Portland Cannabis Events to Look Forward to in 2021
Let’s face it: 2020 is a wash. Coronavirus is likely to keep everything closed, or close to closed, for the rest of the year, which means there won’t be any reason to leave the house for the next six months or so. You might as well kick back, order some bud from your favorite Portland dispensary and wait until infection rates start to decline.
Fortunately, there is still some hope for 2021 — and many of Portland’s best events are expecting to open their doors once we kick COVID-19 to the curb. If you need something to look forward to, consider marking your calendar with the following 420-friendly events set to take place around Portland all next year.
Cannabis Science Conference
Though cannabis is woven into human history — being one of the oldest domesticated plants, valued even before civilization — the truth is we don’t know all that much about it. White Europeans’ disinterest in the drug in the 19th century and disgust of its use by minorities in the 20th century contributed to a dearth of cannabis research that has persisted until today.
Fortunately, increased availability of cannabis thanks to legalization efforts is contributing to a new enlightenment, in which researchers are learning more and more about how marijuana impacts the human body and brain, how cannabis grows and develops cannabinoids and much, much more. The Cannabis Science Conference is a gathering of leading minds in cannabis study, the largest and most technical of cannabis events around the world. The Western CSC is scheduled for August 30 to September 1, 2021.
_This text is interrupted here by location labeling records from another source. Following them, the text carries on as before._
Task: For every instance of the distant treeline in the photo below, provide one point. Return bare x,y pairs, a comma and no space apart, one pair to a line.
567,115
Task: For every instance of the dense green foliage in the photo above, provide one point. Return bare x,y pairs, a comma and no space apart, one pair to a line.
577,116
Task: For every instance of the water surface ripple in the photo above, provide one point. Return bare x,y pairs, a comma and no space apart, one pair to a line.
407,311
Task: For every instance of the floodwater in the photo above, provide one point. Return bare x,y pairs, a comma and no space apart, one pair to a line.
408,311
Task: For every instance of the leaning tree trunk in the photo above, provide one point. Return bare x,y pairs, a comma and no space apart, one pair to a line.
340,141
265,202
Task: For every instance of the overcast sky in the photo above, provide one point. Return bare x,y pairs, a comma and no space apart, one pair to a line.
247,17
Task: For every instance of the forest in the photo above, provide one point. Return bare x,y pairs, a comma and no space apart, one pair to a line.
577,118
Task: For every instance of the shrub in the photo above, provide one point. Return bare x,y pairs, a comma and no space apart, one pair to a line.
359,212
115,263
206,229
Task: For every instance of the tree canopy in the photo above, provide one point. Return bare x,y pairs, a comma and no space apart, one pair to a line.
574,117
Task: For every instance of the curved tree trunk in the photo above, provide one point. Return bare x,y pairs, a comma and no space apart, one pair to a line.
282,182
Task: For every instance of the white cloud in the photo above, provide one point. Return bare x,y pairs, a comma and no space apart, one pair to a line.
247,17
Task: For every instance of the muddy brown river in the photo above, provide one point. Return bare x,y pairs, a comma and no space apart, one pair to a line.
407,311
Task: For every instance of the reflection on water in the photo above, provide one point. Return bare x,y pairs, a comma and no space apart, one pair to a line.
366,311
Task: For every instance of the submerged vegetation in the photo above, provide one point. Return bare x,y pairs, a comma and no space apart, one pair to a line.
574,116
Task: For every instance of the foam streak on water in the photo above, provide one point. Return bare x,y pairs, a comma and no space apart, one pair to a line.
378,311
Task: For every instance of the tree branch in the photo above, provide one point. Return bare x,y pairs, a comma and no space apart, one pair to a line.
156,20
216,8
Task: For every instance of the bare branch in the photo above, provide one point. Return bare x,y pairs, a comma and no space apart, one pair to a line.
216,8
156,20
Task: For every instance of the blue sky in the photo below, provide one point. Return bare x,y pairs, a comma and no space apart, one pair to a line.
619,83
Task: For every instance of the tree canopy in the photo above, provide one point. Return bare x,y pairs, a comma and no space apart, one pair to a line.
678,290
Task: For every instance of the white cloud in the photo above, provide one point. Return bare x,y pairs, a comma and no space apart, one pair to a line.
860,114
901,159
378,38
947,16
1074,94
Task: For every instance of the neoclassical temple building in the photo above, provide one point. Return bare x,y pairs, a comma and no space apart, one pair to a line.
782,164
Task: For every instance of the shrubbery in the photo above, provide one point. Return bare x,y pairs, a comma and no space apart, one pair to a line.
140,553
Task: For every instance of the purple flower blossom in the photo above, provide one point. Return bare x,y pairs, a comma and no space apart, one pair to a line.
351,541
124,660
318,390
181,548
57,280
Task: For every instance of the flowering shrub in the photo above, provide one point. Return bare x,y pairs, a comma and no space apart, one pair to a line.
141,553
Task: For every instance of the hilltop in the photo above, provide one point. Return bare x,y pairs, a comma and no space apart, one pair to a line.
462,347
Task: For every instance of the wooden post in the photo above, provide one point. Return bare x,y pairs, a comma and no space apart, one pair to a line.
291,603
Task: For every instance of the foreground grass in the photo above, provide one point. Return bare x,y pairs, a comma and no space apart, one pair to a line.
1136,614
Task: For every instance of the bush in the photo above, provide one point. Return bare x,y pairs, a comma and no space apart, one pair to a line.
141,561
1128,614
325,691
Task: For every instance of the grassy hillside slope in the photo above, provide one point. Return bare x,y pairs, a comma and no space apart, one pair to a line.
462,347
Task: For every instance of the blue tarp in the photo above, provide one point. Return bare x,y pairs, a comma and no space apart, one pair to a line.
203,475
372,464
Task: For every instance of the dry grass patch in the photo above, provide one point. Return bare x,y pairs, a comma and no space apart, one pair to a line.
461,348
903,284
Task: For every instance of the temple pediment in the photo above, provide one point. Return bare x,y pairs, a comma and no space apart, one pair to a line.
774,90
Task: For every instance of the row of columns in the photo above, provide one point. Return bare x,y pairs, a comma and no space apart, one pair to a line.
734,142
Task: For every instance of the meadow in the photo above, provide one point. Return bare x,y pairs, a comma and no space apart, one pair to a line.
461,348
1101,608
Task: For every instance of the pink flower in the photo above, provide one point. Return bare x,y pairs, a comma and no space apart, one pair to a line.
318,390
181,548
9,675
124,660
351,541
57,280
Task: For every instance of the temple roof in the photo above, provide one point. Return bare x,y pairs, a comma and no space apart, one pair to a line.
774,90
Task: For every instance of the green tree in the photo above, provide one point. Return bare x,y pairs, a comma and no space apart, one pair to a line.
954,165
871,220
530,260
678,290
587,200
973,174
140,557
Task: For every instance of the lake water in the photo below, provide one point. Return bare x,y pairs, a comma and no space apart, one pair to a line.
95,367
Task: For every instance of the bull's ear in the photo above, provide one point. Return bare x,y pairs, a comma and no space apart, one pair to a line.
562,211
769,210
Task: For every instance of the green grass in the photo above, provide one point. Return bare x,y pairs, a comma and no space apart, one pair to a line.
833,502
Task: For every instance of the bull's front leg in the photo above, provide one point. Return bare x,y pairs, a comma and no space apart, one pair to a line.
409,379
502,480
Portland International Film Festival
Not purely pot-focused, the Portland International Film Festival is at least 420-friendly. The PIFF is hosted every year in early March in the Portland Art Museum; the event attracts some of the best filmmakers from around the world and includes more than 150 international shorts and feature films. In 2019, more than 35,000 attendees participated in viewings, panels, workshops and award ceremonies — and if any of them lit a spliff in the theater or smuggled in their own THC gummies, no one complained.
Cultivation Classic
It is almost preposterous how much variation exists within the cannabis species. In the millennia since its first cultivation, cannabis has proliferated, and growers have carefully sculpted the plant’s genetics to produce a wide variety of effects. Today, the best count suggests there are more than 800 unique strains — but even strains with the same name, like Sour Diesel, can have significant discrepancies in their THC content and their flavor if they are produced by different growers or in different seasons.
The Cultivation Classic is one of several cannabis events around the country that attempts to categorize and class different cannabis cultivars. Unlike say the Cannabis Cup, the Cultivation Classic takes submissions of marijuana and hemp grown around Oregon and objectively tests them, providing participants with detailed insights regarding effects, cannabinoid content, terpene profiles, contaminants and more. Then, trained judges rank submissions, giving growers, dispensary owners and stoners guides to the best Oregon-grown bud of the year.
Cathedral Park Jazz Festival
Another Portland event that isn’t strictly about marijuana, the Cathedral Park Jazz Fest is nonetheless a relaxing and invigorating way to spend a summer weekend. Every year in the park beneath St. John’s Bridge, the Jazz Oregon Society hosts a three-day gathering of the region’s best jazz and blues musicians. Though 2020’s Jazz Festival was live streamed, 2021 is tentatively on the books for July 19-22. While it might not be wise to ostentatiously use weed in a public park, you can surreptitiously vape or enjoy edibles as the smooth music carries you away.
Oregon Hemp Convention
Cannabis is a versatile plant. Though you might immediately think of psychoactive marijuana when discussing cannabis, the truth is the plant has dozens other, non-psychotropic applications — and it has done so for time immemorial. Thanks to the passing of the Farm Bill in 2018, cannabis with a THC content lower than .3 percent can legally be grown across the country without federal interference. Ecstatic, Oregon farmers have taken to sowing their fields with hemp, enthusiastically hoping to capitalize on the CBD craze or else the imminent use of industrial hemp for textiles, plastics and other products.
The Oregon Hemp Convention works to coordinate hemp farmers around the state, providing more information and insight into this valuable crop. By attending, potential hemp growers can learn about the cannabis plant, building a hemp business and the status of the hemp industry overall.
Living in such unprecedented times, we cannot predict with certainty that these events will take place in 2021 — but we are hopeful that Oregon will get its infections under control and allow public gatherings on par with those in the before-times.